DFModel: Design Space Optimization of Large-Scale Systems Exploiting Dataflow Mappings
Sho Ko, Nathan Zhang, Olivia Hsu, Ardavan Pedram, Kunle Olukotun
TL;DR
DFModel introduces a principled, solver-based framework for mapping dataflow graphs onto large-scale systems by performing joint inter-chip and intra-chip optimizations. It represents workloads as dataflow graphs and system specs as constraints, then solves a two-pass mixed-integer program with a Gurobi optimizer to explore an enormous design space up to $O(10^{295})$ points. Across LLM and HPC workloads, DFModel achieves favorable accuracy against prior models and measured performance, with dataflow mappings delivering notable gains over traditional kernel-by-kernel approaches in training and serving scenarios.

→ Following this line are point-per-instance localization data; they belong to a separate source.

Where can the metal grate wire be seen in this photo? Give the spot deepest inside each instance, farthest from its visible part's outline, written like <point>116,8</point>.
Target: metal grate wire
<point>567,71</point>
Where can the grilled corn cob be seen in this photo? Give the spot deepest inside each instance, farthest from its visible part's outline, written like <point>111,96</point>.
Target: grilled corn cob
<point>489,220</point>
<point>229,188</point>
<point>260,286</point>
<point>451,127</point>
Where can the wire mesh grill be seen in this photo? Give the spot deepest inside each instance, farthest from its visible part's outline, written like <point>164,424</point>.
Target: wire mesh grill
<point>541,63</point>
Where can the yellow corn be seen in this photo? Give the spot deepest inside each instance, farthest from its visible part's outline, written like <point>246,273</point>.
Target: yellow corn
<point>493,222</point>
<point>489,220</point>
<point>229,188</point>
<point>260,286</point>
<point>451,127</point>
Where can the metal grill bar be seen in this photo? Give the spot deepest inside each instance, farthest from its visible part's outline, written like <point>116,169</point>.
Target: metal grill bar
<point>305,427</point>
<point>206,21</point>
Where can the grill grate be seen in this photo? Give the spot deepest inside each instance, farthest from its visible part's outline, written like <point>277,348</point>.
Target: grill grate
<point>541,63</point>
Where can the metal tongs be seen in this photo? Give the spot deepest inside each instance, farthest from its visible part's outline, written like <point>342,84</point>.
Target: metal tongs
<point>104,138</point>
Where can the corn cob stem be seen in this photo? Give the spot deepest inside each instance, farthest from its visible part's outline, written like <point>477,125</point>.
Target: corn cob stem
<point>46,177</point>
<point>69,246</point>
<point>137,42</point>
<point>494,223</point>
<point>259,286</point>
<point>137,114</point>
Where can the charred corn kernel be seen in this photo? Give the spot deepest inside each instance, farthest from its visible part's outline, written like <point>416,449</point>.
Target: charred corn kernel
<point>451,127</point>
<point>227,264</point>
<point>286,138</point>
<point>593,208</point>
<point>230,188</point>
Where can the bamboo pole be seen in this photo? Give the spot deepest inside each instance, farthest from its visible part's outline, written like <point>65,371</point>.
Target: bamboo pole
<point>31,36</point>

The approach enables systematic design-space exploration over accelerator types, memory technologies, interconnects, and topologies, offering practical guidance for building future large-scale AI/hpc systems.
Abstract
We propose DFModel, a modeling framework for mapping dataflow computation graphs onto large-scale systems. Mapping a workload to a system requires optimizing dataflow mappings at various levels, including the inter-chip (between chips) level and the intra-chip (within a chip) level. DFModel is, to the best of our knowledge, the first framework to perform the optimization at multiple levels of the memory hierarchy and the interconnection network hierarchy. We use DFModel to explore a wide range of workloads on a variety of systems. Evaluated workloads include two state-of-the-art machine learning applications (Large Language Models and Deep Learning Recommendation Models) and two high-performance computing applications (High Performance LINPACK and Fast Fourier Transform). System parameters investigated span the combination of dataflow and traditional accelerator architectures, memory technologies (DDR, HBM), interconnect technologies (PCIe, NVLink), and interconnection network topologies (torus, DGX, dragonfly). For a variety of workloads on a wide range of systems, the DFModel provided a mapping that predicts an average of 1.25X better performance compared to the ones measured on real systems. DFModel shows that for large language model training, dataflow architectures achieve 1.52X higher performance, 1.59X better cost efficiency, and 1.6X better power efficiency compared to non-dataflow architectures. On an industrial system with dataflow architectures, the DFModel-optimized dataflow mapping achieves a speedup of 6.13X compared to non-dataflow mappings from previous performance models such as Calculon, and 1.52X compared to a vendor provided dataflow mapping.